A partir de esa ecuación que mutatis mutandi (cambiando lo que se tenga que cambiar) podría reconstituir para las diferentes fases de la evolución del sujeto, tenemos cuatro eventualidades posibles: ellas conducen a lo que se llama la normalidad, la neurosis, la perversión, la psicosis.

Intentaré esquematizarlas simplificándolas de una manera tal vez un poco caricaturesca y ver en cada caso las relaciones existentes entre identificación y angustia.

[Normalidad]

La primera de esas vías es sin duda la más utópica, aquélla en la que vamos a imaginar que el niño puede encontrar en el don del alimento el don de amor deseado. El seno y la respuesta materna podrán entonces devenir símbolos de otra cosa, y el niño entrará en el mundo simbólico, podrá aceptar el desfile de la cadena significante. La relación oral en tanto que actividad de absorción podrá ser abandonada y el sujeto evolucionará hacia lo que puede ser una solución normativa.

Pero para que el niño pueda asumir esta castración, pueda renunciar al placer que le ofrece el seno en función de ese pequeño vale o letra de cambio aleatorio sobre el futuro, es necesario que la madre haya podido ella misma asumir su propia castración, es necesario que desde ese momento, desde esa relación dual, el tercer término, el padre, este presente en tanto referencia materna. Sólo en este caso lo que ella buscará en el niño no será una satisfacción al nivel de una erogeneidad corporal, equivalente fálico, sino una relación que, constituyéndola como madre la reconozca a la vez como mujer de un padre.
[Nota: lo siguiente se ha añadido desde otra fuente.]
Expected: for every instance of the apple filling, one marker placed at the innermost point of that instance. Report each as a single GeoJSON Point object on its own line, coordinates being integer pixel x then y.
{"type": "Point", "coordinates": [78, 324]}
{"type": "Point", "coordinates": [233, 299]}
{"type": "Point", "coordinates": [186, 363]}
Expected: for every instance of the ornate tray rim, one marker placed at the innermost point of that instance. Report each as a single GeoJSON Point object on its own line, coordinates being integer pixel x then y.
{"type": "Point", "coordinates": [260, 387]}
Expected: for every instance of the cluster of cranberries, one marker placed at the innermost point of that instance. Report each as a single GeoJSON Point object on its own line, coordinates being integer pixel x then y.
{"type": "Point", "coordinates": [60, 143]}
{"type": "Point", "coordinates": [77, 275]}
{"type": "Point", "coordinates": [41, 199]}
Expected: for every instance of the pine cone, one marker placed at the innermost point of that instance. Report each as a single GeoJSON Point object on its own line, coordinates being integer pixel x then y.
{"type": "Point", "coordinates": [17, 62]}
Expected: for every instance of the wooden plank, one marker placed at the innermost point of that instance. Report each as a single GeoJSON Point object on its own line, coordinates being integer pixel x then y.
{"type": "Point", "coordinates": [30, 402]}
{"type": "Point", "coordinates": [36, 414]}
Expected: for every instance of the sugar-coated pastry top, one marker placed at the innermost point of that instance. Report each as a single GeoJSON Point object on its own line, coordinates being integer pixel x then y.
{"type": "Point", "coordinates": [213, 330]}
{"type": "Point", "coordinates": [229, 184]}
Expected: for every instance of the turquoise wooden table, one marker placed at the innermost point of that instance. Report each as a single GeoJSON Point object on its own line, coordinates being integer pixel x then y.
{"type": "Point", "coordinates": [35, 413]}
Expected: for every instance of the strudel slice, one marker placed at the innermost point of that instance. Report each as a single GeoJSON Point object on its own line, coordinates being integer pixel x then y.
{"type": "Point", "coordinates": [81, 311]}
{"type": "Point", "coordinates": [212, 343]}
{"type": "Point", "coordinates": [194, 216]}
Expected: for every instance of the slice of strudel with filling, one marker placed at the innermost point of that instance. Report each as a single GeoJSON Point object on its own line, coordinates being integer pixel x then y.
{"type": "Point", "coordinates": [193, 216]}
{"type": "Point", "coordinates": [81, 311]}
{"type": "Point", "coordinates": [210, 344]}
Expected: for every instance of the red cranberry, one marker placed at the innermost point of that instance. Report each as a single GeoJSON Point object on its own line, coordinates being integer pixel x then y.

El don de alimento será entonces para ella el puro símbolo de un don de amor y porque ese don de amor no será justamente el don fálico que el sujeto desea, el niño podrá mantener una relación a la demanda; el falo tendrá que buscarlo en otra parte, entrará así en el complejo de castración, el único que puede permitirle identificarse a otra cosa que a un sujeto.

[Neurosis]

La segunda eventualidad es que para la madre misma la castración haya quedado como algo mal asumido: entonces todo objeto capaz de ser para el otro la fuente de un placer y el objetivo de una demanda corre el riesgo de devenir para ella el equivalente fálico que desea. Pero en tanto el seno no tiene una existencia privilegiada sino en función de aquél a quién es indispensable, el niño, vemos producirse esta equivalencia niño=falo que está en el centro de la génesis de la mayor parte de las estructuras neuróticas.

El sujeto entonces en el curso de su evolución tendrá siempre que afrontar el dilema de serlo o de tenerlo, cualquiera sea el objeto corporal, seno, pene, falo, que devenga soporte fálico. O bien tendrá que identificarse a aquél que lo tiene, pero a falta de haber podido superar el estadio del soporte natural, falto de haber podido acceder a lo simbólico, tenerlo significará siempre para él un haber castrado al Otro, o bien renunciará a tenerlo, se identificará entonces al falo en tanto objeto de deseo del otro, pero deberá entonces renunciar a ser él, el sujeto del deseo.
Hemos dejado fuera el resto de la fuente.